I am sorry this has seemed so muddled. There is I am sure space for an in depth study of all these wonderful fabrics. Some of the prints are phenomenal. But there was another reason for this post. I am at YALC (Young Adult Literary Conference) in London  on July 29th and have given in to dressing up pressure....as my book The Curious Tale of The Lady Caraboo is set in 1819 I thought a regency style frock in a wax print might just cut it....

If you're lucky and it's not too embarrassing I will post photos....





9 comments:

Lydia Syson said...

Can't wait to see The YALC Dress...and really enjoyed the post. Much to discuss and think about. Highly recommend Roya Textiles in Peckham which also does online orders. http://www.royatextile.co.uk

Sue Purkiss said...

That dress is stunning!
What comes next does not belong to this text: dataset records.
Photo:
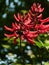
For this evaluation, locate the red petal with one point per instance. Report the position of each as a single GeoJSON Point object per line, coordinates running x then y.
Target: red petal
{"type": "Point", "coordinates": [19, 16]}
{"type": "Point", "coordinates": [16, 18]}
{"type": "Point", "coordinates": [9, 35]}
{"type": "Point", "coordinates": [9, 29]}
{"type": "Point", "coordinates": [44, 20]}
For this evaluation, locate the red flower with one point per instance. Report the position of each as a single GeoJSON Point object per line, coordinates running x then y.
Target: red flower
{"type": "Point", "coordinates": [29, 26]}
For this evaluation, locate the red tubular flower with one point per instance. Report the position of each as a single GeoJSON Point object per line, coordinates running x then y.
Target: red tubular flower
{"type": "Point", "coordinates": [30, 25]}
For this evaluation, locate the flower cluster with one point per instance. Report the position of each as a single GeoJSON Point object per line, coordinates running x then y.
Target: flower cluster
{"type": "Point", "coordinates": [29, 26]}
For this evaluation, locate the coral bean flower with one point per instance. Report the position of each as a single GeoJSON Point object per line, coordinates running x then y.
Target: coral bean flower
{"type": "Point", "coordinates": [29, 26]}
{"type": "Point", "coordinates": [21, 28]}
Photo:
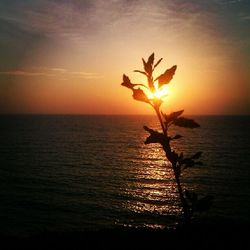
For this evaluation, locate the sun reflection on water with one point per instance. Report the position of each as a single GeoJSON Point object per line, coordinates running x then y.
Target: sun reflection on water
{"type": "Point", "coordinates": [152, 192]}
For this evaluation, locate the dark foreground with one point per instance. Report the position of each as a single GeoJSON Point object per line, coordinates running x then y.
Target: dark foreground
{"type": "Point", "coordinates": [205, 235]}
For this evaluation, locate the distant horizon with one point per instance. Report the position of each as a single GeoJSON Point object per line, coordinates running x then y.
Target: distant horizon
{"type": "Point", "coordinates": [96, 114]}
{"type": "Point", "coordinates": [69, 57]}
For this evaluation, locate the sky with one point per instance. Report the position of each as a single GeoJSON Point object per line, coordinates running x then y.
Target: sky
{"type": "Point", "coordinates": [68, 57]}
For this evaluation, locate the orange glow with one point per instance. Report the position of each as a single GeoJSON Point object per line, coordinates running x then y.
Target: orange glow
{"type": "Point", "coordinates": [160, 93]}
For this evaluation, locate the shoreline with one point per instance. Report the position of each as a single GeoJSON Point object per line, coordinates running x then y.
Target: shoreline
{"type": "Point", "coordinates": [198, 235]}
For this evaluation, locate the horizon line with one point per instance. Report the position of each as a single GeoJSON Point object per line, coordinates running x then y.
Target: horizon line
{"type": "Point", "coordinates": [105, 114]}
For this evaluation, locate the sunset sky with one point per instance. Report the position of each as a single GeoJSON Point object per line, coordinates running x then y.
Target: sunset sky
{"type": "Point", "coordinates": [68, 57]}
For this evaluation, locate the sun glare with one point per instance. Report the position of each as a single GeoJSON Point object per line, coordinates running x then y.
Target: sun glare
{"type": "Point", "coordinates": [159, 93]}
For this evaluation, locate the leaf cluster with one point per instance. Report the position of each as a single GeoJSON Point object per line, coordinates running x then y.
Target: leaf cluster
{"type": "Point", "coordinates": [140, 90]}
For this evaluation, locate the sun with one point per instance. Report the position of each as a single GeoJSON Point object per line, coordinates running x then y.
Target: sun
{"type": "Point", "coordinates": [159, 93]}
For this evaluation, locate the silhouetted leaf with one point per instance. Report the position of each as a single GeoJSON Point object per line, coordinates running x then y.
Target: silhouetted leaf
{"type": "Point", "coordinates": [126, 82]}
{"type": "Point", "coordinates": [172, 116]}
{"type": "Point", "coordinates": [197, 155]}
{"type": "Point", "coordinates": [142, 72]}
{"type": "Point", "coordinates": [166, 77]}
{"type": "Point", "coordinates": [148, 66]}
{"type": "Point", "coordinates": [139, 95]}
{"type": "Point", "coordinates": [185, 123]}
{"type": "Point", "coordinates": [157, 63]}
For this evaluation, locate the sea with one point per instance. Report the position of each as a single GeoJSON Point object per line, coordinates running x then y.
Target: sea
{"type": "Point", "coordinates": [67, 173]}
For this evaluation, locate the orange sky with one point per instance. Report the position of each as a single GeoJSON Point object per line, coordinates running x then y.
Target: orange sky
{"type": "Point", "coordinates": [61, 58]}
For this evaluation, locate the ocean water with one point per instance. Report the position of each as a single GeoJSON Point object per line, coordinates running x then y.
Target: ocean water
{"type": "Point", "coordinates": [76, 173]}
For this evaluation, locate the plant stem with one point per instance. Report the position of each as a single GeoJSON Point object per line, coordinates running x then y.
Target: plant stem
{"type": "Point", "coordinates": [174, 167]}
{"type": "Point", "coordinates": [160, 119]}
Looking forward to seeing yours...

Joan Lennon said...

Gorgeous fabrics - life affirming in spite of the history! And yes, we HAVE to see photos of you in your dress!

Susan Price said...

Very interesting post - especially liked the description of globalism as 'a hellish pyramid scheme.' Too right. Instead of being locally exploited by the few in your neigbourhood who've managed to grab 90% or more of the local resources, you can be globally exploited by an international 6%. Whoopie-do.
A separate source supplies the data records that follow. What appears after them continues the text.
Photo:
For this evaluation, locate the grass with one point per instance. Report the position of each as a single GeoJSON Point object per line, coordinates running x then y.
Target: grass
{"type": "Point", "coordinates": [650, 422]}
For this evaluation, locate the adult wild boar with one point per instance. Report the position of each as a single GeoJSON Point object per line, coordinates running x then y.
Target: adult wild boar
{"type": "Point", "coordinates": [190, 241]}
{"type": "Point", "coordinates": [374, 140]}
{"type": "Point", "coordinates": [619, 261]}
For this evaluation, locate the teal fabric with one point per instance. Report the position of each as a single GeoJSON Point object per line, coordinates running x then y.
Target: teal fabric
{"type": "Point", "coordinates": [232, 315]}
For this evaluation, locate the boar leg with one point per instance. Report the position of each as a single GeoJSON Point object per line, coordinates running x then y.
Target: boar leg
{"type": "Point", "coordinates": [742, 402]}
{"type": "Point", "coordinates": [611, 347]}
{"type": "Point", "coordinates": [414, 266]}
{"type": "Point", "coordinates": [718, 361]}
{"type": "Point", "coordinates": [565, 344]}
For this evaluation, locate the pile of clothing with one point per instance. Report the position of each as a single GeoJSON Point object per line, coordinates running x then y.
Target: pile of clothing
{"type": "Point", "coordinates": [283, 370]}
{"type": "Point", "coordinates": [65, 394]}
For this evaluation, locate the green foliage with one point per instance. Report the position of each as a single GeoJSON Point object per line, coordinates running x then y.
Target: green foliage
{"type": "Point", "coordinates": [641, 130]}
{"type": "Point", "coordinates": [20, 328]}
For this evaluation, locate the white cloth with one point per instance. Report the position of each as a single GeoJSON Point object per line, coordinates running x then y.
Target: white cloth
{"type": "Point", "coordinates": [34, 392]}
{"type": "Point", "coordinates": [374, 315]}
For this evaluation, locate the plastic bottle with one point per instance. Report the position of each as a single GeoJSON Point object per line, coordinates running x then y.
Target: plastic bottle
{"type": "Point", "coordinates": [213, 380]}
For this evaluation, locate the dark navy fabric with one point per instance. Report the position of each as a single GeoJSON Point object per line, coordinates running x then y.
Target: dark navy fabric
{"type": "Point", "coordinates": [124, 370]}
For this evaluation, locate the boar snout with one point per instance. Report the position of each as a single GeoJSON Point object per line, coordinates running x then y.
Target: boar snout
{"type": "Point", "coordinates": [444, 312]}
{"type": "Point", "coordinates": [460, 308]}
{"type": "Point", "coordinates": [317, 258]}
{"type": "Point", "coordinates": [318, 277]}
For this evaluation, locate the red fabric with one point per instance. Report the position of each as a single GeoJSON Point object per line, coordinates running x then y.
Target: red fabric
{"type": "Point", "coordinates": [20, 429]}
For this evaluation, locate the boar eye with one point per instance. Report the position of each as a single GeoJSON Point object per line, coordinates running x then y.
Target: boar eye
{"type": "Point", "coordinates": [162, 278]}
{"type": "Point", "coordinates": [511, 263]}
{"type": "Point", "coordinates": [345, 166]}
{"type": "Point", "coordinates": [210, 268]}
And of course Britain liked it until Brittania lost the whip-hand. That's the way human beings are. There the old joke about the socialist rally. They all cheer when the speaker says, "If you have two houses, you should give one away!" And they cheer when he says, "If you have two cars, you should give one away!" Then he says, "If you have two overcoats, you should give one away," and the crowd suddenly goes quiet. Because many of them had two overcoats. Ths is an heirloom joke, told to me by my socialist father.

It's not fair, this selfish grabbing of resources and hanging on to them for as long as possible but I can't, realistically, imagine that it will ever change.

Maria Scruby said...

Great to see this post on Shobinare's fabrics. I too fell in love with them when I did an Art History MA assignment on 'Difference' ...particularly loved his take on Fragonards 'The Swing' but such clever and beautiful interpretation of costume in all his compositions.
Maria

Penny Dolan said...

Lovely post. Wishing you well in your dress-up dress, Catherine, and look forward to seeing those photographs.

Catherine Johnson said...

Thanks for the comments all - and Lydia for the fabric shop rec too - but of course as an east ender I favour Middlesex Fabrics of Petticoat lane, a whole 6yard bolt for 16 quid!

Leslie Wilson said...

I was reading North and South, and a strong chord was struck when the Yorkshire mill-owners said: 'The workers don't realise that our clients can move suppliers at a stroke of a pen,' this being the reason they had to be 'realistic' and accept bad conditions. That was more than 150 years ago, but 'plus ca change'.. The thing is, though the British economy was performing strongly in the eighteenth and nineteenth century, then as in recent years when it's supposed to have been doing so, the people at the bottom of the heap didn't notice it much. OK, they had jobs - but hideously dangerous, exhausting jobs. Though I too have read about the tariff barriers and the destruction of the Indian cotton industry, Catherine, and I wouldn't downplay its evils. A very interesting blog.